Deviance Information Criterion
Dbar (posterior mean of deviance) 870.133
Dmean (deviance evaluated at posterior mean) 868.190
pD (effective number of parameters) 1.943
DIC (smaller is better) 872.075
The GENERAL or DGENERAL function is used in this program. To make meaningful comparisons, you must ensure that all GENERAL or DGENERAL functions include appropriate normalizing constants. Otherwise, DIC comparisons can be misleading.


The DIC value of 872.075 is greater than 861. A smaller DIC indicates a better fit to the data; hence, you can conclude that the Weibull model is more appropriate for this data set. You can see the equivalencing of the exponential model you fitted in Exponential Survival Model by running the following comparison.

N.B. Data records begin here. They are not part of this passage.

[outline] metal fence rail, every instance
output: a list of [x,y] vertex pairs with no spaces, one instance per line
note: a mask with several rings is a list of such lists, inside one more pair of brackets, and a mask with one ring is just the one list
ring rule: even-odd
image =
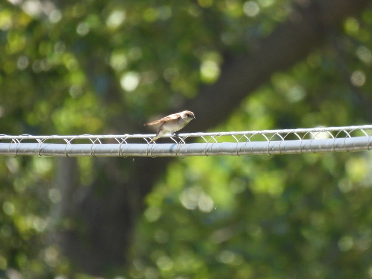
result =
[[372,125],[171,135],[0,135],[0,155],[76,157],[248,155],[372,149]]

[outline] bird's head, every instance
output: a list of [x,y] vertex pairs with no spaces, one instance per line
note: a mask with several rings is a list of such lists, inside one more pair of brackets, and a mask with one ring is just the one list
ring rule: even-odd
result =
[[195,115],[194,113],[189,110],[185,110],[181,113],[181,117],[185,120],[190,121],[193,119],[195,119]]

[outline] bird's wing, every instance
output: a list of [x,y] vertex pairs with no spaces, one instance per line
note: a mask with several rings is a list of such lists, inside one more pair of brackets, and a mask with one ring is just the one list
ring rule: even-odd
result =
[[155,121],[152,121],[151,122],[149,122],[148,123],[146,123],[143,125],[144,126],[147,126],[149,125],[154,125],[155,124],[157,124],[158,123],[161,123],[163,122],[166,121],[169,121],[169,120],[173,120],[176,119],[178,119],[181,117],[181,115],[179,113],[175,113],[174,114],[171,114],[170,115],[168,115],[167,116],[166,116],[165,117],[163,117],[161,119],[159,119],[157,120],[155,120]]

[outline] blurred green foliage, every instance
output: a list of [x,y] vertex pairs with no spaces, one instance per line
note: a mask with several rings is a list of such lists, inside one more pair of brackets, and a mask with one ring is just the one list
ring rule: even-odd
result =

The following statements are taken from the section Exponential Survival Model, and they fit the same exponential model:

proc mcmc data=e1684 outpost=expsurvout1 nmc=10000 seed=4861 dic;
   ods select none;
   parms (beta0 beta1) 0;
   prior beta: ~ normal(0, sd = 10000);
   l_h = beta0 + beta1*ifn;
   llike = v*(l_h) -  t*exp(l_h);
   model general(llike);
run;

proc compare data=expsurvout compare=expsurvout1;
   var beta0 beta1;
run;

The posterior samples of beta0 and beta1 in the data set Expsurvout1 are identical to those in the data set Expsurvout. The comparison results are not shown here.